The President of the Supreme Court, Lord Neuberger, is among those to say the lack of access to justice could mean people taking the law into their own hands.
This, Mr Bhatt says, means the Government’s approach will save less money than it expects. “It is quite clear that by denying legal aid to ordinary people and therefore appearing to save money, there are hugely increasing costs within government departments who have to defend litigation brought by litigants in person,” he said.
“It’s those who are vulnerable who need us and it is going to be those who don’t have the resources to access justice without the help, without the support of public funding. I think we’re going to see the exponential rise of costs over the years to come if the Government carries on with this short-sighted trajectory.”
A Ministry of Justice spokesperson said: “At £2bn a year we have one of the most expensive legal aid systems in the world and must ensure we get best value for every penny of taxpayers’ money spent.
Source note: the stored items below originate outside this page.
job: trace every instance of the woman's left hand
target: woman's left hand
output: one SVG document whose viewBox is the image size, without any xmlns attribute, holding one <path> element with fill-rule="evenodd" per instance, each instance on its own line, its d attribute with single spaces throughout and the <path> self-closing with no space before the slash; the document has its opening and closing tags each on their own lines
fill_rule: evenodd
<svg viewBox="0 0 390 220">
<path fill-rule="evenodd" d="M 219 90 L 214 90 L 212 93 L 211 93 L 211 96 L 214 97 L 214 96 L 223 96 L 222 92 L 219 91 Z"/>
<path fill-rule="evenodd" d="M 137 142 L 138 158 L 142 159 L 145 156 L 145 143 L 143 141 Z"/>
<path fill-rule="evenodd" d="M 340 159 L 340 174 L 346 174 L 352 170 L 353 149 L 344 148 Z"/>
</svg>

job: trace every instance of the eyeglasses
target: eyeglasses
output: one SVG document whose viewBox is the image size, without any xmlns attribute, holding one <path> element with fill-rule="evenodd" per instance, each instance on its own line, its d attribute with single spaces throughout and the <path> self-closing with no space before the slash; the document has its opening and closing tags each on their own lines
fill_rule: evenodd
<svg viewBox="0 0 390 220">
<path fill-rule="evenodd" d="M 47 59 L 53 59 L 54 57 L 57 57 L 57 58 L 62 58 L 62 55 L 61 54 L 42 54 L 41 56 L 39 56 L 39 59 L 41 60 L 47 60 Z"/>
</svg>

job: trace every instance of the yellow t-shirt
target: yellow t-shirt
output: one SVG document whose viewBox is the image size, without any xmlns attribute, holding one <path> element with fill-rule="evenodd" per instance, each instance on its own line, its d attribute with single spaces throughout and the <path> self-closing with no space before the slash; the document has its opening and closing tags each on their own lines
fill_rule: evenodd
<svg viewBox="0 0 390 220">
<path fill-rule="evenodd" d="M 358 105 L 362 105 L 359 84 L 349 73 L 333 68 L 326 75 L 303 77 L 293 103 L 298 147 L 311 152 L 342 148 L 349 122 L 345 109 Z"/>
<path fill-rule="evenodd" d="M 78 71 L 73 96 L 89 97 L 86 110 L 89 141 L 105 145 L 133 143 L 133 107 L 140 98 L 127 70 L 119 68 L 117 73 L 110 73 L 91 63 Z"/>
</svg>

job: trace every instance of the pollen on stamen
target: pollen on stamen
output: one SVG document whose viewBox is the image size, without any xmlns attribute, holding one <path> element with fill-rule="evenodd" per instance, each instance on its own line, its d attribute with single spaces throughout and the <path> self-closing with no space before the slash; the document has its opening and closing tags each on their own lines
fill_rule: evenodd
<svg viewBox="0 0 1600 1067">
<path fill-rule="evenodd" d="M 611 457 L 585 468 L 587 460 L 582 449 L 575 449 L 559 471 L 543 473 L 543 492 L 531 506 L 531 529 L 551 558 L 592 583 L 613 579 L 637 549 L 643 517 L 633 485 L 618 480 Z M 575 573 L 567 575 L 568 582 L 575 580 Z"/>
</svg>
Our proposals will maintain a legal aid system that protects the most vulnerable, and is sustainable and affordable for future generations.
“We have just finished consulting on a number of proposals and are now carefully examining all the responses.”
Bhatt’s career: Fighting injustice
Won £425,000 damages from South Yorkshire police in a civil case for assault, false imprisonment and malicious prosecution on behalf of 39 miners at Orgreave.
Deaths in custody
Obtained unlawful killing verdicts in the deaths of four young black men who had been restrained in custody: Roger Sylvester, Alton Manning, Ibrahima Sey and Shiji Lapite.
Member of Hillsborough Independent Panel, which uncovered the truth about police actions in the 1989 disaster in which 96 football supporters died.
Fought for a an independent inquiry into the role of police corruption in shielding the killers of Daniel Morgan, a private investigator who was murdered in 1987 as he was allegedly about to reveal links between drug dealing and Met officers.
Represented Celia Stubbs, the widow of Blair Peach, a protester killed at a demonstration in 1979 by a police officer with an unauthorised weapon.
Acted as solicitor for Francis and Berthe Climbié, whose daughter Victoria was tortured to death by her great-aunt and her great-aunt’s boyfriend. Represented them when they took legal action against the Metropolitan Police, three councils and two hospital trusts for negligence over the murder.